In materia di “piano di studi mirato all’acquisizione delle conoscenze teoriche indispensabili a chi voglia fare counseling” il presente manuale si propone come modello.

Basta scorrerne l’Indice, per averne il quadro d’insieme.

Questa è l’Introduzione di un manuale progettato con lo scopo di fornire un esaustivo, ancorché di base, piano di studi, in grado di soddisfare l’esigenza di conoscenze necessarie, se non proprio indispensabili, per diventare un Counselor e/o per potersi considerare tale.

Perciò, nel presente manuale, ai capitoli specifici dedicati al Counseling (cos’è, come si fa, come si impara, qual è la sua storia, ecc. ecc.), se ne aggiungono altri, volti a delineare gli orizzonti culturali e di conoscenze sull’esistenza umana necessari ad un counselor per esercitare con buone “cognizioni di causa” la propria professione, e altri ancora, dedicati alla Comunicazione interpersonale, essendo questa una competenza fondamentale per fare counseling.

Se pensiamo a come impariamo a fare Counseling, non possiamo che rispondere:

  1. Imparando ad ascoltare, allenando le nostre capacità di accoglienza e di percezione,
  2. Imparando a comunicare efficacemente, in modo gentile e non violento,
  3. Imparando un particolare modo di stare in relazione e un particolare modo di dare i nostri feedback,
  4. “Lavorando” continuativamente su noi stessi,
  5. Studiando, per imparare a conoscere l’uomo, nei suoi aspetti fondamentali di “funzionamento”, cioè studiando una materia che, in chiave generale, nel mio manuale, propongo di chiamare “Cultura e Natura Umana”.

Di cosa e come ascoltare, di come comunicare e dare feedback, di come lavorare su se stessi e con gli altri, della particolare materia che abbiamo or ora chiamato “Cultura e Natura Umana”, questo manuale vuol essere una sorta di espositore e di prontuario.

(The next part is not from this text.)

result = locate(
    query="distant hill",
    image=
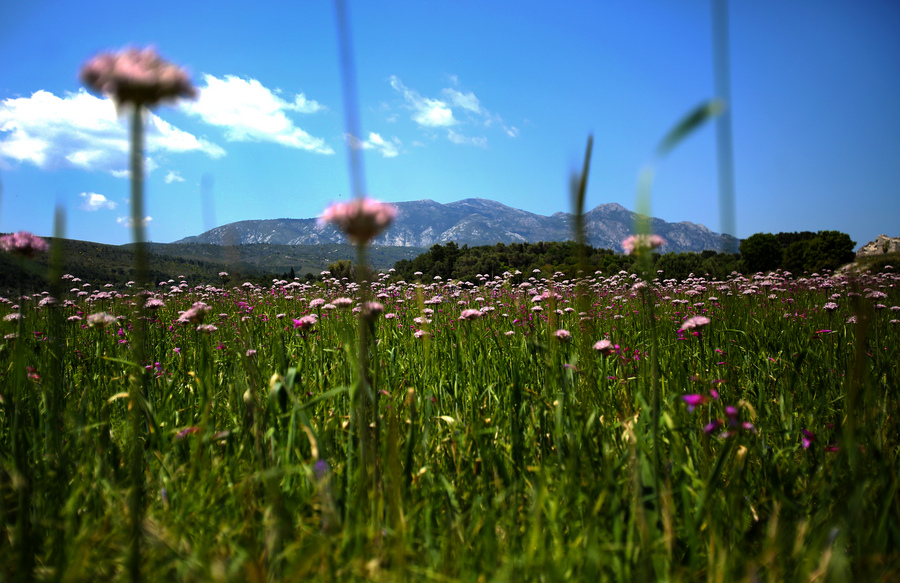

Un vademecum utile sia a chi ha un’importante scolarità, comprensiva cioè di laurea, sia a chi arriva alla Formazione IN Counseling in mancanza di questa. Un manuale scritto, però, con l’intenzione che la sua lettura e il suo studio non portino mai a dare più importanza alla mente, piuttosto che al cuore, snaturando così il valore del Counseling e le sue potenzialità.